# Warriors @ Lakers



## gi0rdun (May 31, 2007)

So the Warriors have won the last 2 against the *Suns* and the *Celtics* and they have a game coming up against the Lakers.

Both teams are playing the 2nd of back-to-back games, Warriors off a close win over the Celtics and Lakers off a blowout loss over the Suns.

Monta's played the whole game yesterday so you probably have to factor in some fatigue but I thought it'd be interesting to see how the Warriors do in this one.

Go Warriors!


----------



## gi0rdun (May 31, 2007)

I was going to post this earlier but I left it on a tab and I forgot to press post.

Warriors look like they're on their way.


----------



## Basel (Mar 31, 2005)

They're playing really well right now. But I don't think they continue to shoot 55% for the rest of the game.


----------



## gi0rdun (May 31, 2007)

Warriors are gonna lose.


----------



## gi0rdun (May 31, 2007)

Nice sequence right there. Big block by Randolph. Kid's gonna be good.


----------



## Dissonance (Jul 21, 2004)

Turiaf with the block leads, to fast break and Maggette with the dunk.

78-77, Lakers up. 

Maggette with 19 pts.


----------



## Dissonance (Jul 21, 2004)

Warriors have some good talent, it's just mismatched. Before they trade the core that they should go with(Biedrins, Curry, Ellis, AR), they need to fire Nelson.


----------



## gi0rdun (May 31, 2007)

Turiaf with the D


----------



## gi0rdun (May 31, 2007)

Man that block is worthy of block of the year.


----------



## Basel (Mar 31, 2005)

Turiaf has been big in this 3rd quarter.


----------



## Dissonance (Jul 21, 2004)

88-86 Lakers at the end of 3. I thought once the Lakers broke through and took the lead, they take control of this game.

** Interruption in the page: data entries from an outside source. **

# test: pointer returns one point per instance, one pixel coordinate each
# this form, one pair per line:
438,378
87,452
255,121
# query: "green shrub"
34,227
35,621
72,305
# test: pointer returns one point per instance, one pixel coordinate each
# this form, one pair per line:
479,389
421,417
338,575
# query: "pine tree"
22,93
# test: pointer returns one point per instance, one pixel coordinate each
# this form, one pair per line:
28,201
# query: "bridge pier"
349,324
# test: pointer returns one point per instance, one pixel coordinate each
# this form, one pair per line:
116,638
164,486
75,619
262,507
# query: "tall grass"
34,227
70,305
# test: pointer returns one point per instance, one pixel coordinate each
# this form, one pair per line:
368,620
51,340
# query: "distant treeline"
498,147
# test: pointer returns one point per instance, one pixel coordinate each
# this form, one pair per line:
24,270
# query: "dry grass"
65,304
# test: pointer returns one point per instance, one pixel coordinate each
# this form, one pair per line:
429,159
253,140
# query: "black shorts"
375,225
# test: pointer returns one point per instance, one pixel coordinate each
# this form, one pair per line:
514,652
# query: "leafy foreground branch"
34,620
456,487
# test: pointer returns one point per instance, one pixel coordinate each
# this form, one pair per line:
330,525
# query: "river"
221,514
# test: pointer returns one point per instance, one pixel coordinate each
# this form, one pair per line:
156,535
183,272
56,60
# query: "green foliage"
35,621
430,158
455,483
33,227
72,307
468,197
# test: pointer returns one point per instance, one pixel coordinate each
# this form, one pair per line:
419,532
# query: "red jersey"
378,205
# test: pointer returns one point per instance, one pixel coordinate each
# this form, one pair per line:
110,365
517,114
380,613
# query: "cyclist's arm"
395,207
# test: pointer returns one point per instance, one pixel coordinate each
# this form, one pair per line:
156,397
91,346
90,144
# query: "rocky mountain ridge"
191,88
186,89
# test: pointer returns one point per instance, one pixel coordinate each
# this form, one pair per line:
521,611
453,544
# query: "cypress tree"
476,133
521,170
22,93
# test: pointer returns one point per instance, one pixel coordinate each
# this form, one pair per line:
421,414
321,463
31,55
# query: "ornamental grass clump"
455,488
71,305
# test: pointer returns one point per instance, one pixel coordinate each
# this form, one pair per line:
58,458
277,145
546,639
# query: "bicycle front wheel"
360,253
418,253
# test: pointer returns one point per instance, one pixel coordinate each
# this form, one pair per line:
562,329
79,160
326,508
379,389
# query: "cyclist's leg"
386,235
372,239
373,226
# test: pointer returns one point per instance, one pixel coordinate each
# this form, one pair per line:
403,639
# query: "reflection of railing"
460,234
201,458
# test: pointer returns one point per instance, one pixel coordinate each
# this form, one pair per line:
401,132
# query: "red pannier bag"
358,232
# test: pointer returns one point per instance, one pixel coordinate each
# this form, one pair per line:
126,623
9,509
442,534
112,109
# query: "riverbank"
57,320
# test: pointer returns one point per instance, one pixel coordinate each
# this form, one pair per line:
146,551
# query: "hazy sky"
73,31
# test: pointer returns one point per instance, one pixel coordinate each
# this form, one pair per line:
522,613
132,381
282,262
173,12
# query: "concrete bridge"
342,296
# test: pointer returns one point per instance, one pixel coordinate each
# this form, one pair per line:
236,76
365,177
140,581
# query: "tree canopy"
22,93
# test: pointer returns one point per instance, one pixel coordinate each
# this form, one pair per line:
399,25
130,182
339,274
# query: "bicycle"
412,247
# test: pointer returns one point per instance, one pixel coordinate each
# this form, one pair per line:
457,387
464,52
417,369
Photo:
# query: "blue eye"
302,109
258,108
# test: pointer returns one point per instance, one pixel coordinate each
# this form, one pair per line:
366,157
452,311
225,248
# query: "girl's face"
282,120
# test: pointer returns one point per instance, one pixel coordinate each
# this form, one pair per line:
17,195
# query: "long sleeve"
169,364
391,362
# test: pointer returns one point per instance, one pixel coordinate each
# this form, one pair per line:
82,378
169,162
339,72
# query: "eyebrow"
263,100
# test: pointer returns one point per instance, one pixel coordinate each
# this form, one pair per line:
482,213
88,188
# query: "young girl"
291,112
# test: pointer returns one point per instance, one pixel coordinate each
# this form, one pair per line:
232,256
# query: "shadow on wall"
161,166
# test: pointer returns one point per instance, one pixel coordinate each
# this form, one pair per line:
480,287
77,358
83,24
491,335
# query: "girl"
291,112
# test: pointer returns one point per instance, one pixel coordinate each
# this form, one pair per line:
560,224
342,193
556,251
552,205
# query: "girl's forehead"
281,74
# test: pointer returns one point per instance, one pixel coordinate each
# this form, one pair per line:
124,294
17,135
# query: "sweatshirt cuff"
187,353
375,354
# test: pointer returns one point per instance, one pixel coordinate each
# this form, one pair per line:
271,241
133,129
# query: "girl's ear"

W's hanging in there.


----------



## Basel (Mar 31, 2005)

Close game. Lakers appear to finally be taking control, but you can never count out the Warriors with their offense.


----------



## gi0rdun (May 31, 2007)

Lakers are pulling ahead!


----------



## gi0rdun (May 31, 2007)

Yes CJ


----------



## Basel (Mar 31, 2005)

Warriors refuse to go away.


----------



## Dissonance (Jul 21, 2004)

109-108 Lakers with 4 mins to go.

Then Kobe gets fouled. Injured fingers are hurting.


----------



## gi0rdun (May 31, 2007)

Morrow has a beautiful touch.


----------



## Dissonance (Jul 21, 2004)

Man, he can shoot. Maybe I should've included him in the core that they should keep.


----------



## Dissonance (Jul 21, 2004)

That was a dumb foul. 

Then Kobe gets Ted afterwards.


----------



## gi0rdun (May 31, 2007)

1 point game!!!


----------



## Dissonance (Jul 21, 2004)

Lakers are gonna win. Warriors just couldn't get stops when it was 3 pt game (all 4th it feels like) and then down 1. Then Turiaf missed the FTs that would've gotten it back 1 again.


----------



## Basel (Mar 31, 2005)

Warriors bench production has been good tonight.


----------



## Basel (Mar 31, 2005)

Good game from the Warriors. If they keep playing with this effort all season long, they could potentially make some noise.


----------